Les tests autonomes peuvent-ils répondre à cette exigence ? Oui, tout à fait. Le règlement d’application de la directive NIS2 est l’un des rares textes à mentionner explicitement les tests automatisés et les tests d’intrusion comme méthodes acceptables. Les tests autonomes continus répondent à l’exigence de « régularité et après des changements significatifs », et le rapport constitue une preuve valable tant pour l’obligation de gestion des vulnérabilités que pour celle d’évaluation de l’efficacité.
Conclusion : Oui. Les tests automatisés et les tests d'intrusion sont expressément prévus.
Référence : directive NIS2 (UE) 2022/2555, article 21, paragraphe 2, points e) et f) ; règlement d'exécution (UE) 2024/2690, annexe, points 6.10 et 7.1.
RGPD
Exigence : le RGPD impose la mise en place d'un processus permettant de tester, d'analyser et d'évaluer régulièrement l'efficacité de vos mesures de sécurité techniques et organisationnelles.

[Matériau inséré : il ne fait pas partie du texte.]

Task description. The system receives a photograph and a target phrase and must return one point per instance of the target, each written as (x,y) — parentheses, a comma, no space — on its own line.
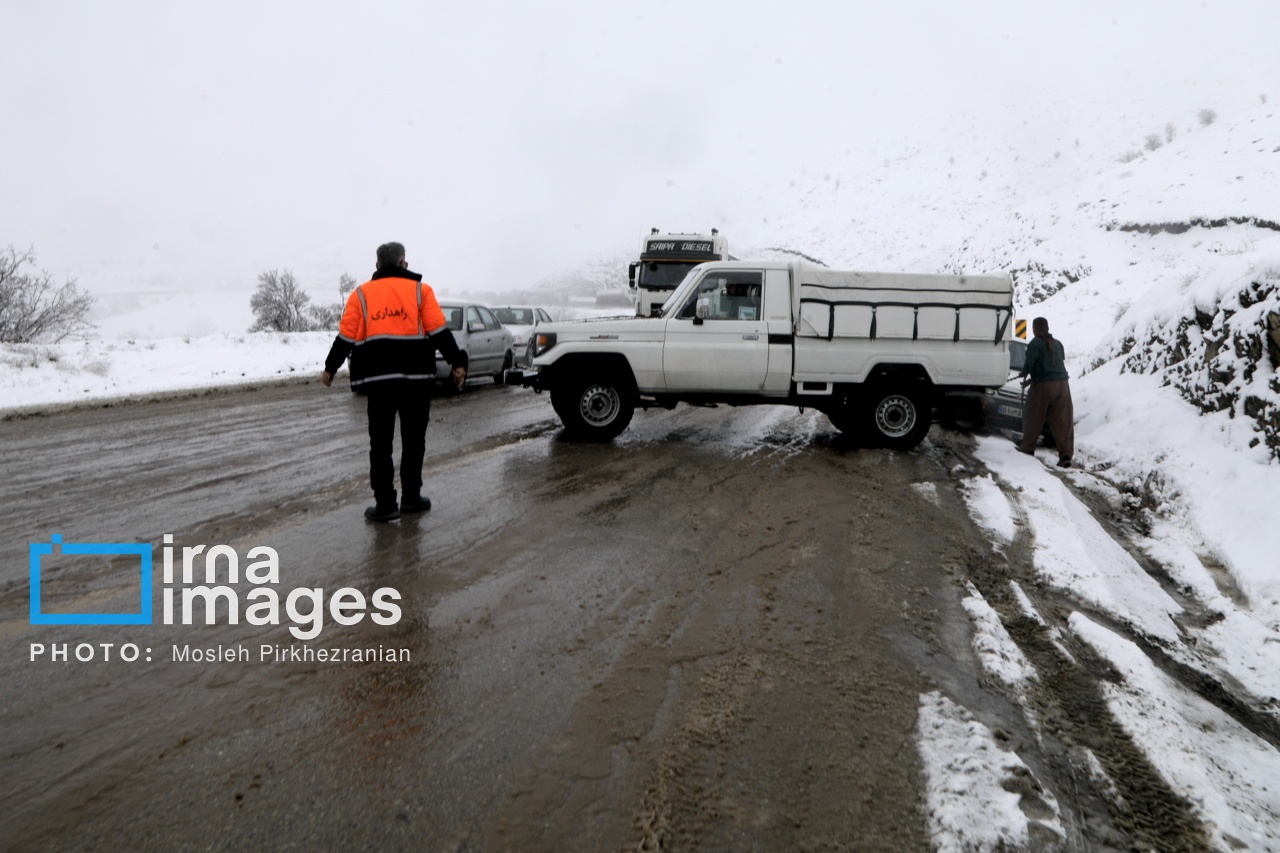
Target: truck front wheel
(899,418)
(595,407)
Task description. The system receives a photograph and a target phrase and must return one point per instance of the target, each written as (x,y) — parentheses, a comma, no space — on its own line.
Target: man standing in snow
(391,328)
(1048,400)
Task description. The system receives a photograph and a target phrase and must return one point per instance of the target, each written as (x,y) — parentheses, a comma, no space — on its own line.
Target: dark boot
(383,512)
(415,503)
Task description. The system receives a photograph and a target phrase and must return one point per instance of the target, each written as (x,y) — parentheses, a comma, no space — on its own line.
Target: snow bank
(1073,552)
(82,372)
(1226,772)
(970,785)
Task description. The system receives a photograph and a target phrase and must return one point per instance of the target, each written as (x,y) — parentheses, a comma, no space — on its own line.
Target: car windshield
(515,316)
(675,296)
(663,277)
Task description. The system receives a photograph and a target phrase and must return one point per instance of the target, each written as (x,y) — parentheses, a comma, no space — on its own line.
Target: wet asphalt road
(709,634)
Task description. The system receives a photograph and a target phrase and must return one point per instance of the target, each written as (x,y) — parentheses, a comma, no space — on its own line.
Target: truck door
(728,350)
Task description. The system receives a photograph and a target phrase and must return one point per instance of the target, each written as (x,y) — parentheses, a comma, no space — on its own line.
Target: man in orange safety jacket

Les tests autonomes peuvent-ils répondre à cette exigence ? Oui. Le RGPD ne prescrit pas de méthode particulière et met l'accent sur la régularité des tests ; ainsi, des tests autonomes continus constituent une preuve plus solide d'un processus en cours qu'un rapport PDF annuel. Le rapport atteste à la fois de la boucle de test et de celle de correction.
Conclusion : Oui, cela favorise les tests continus.
Référence : RGPD (règlement (UE) 2016/679), article 32, paragraphe 1, point d).
Cyber Resilience Act
Exigence : L'Autorité de régulation des télécommunications (CRA) exige que les produits comportant des éléments numériques soient mis sur le marché sans présenter de vulnérabilités exploitables connues et que, dans le cadre de la gestion des vulnérabilités tout au long du cycle de vie du produit, des tests et des contrôles efficaces et réguliers soient effectués pour évaluer la sécurité du produit.
Les tests autonomes peuvent-ils répondre à cette exigence ? Oui. Les tests « efficaces et réguliers » sont précisément ce pentest autonome continu pentest autonome tout au long du cycle de vie du produit, et le rapport valide à la fois l’obligation de test et le critère « aucune vulnérabilité exploitable connue » au moment de la mise sur le marché.
Conclusion : Oui, les tests « réguliers » favorisent les tests d'intrusion autonomes.
Référence : Cyber Resilience Act règlement (UE) 2024/2847), annexe I (partie I et partie II, point 3) ; article 13.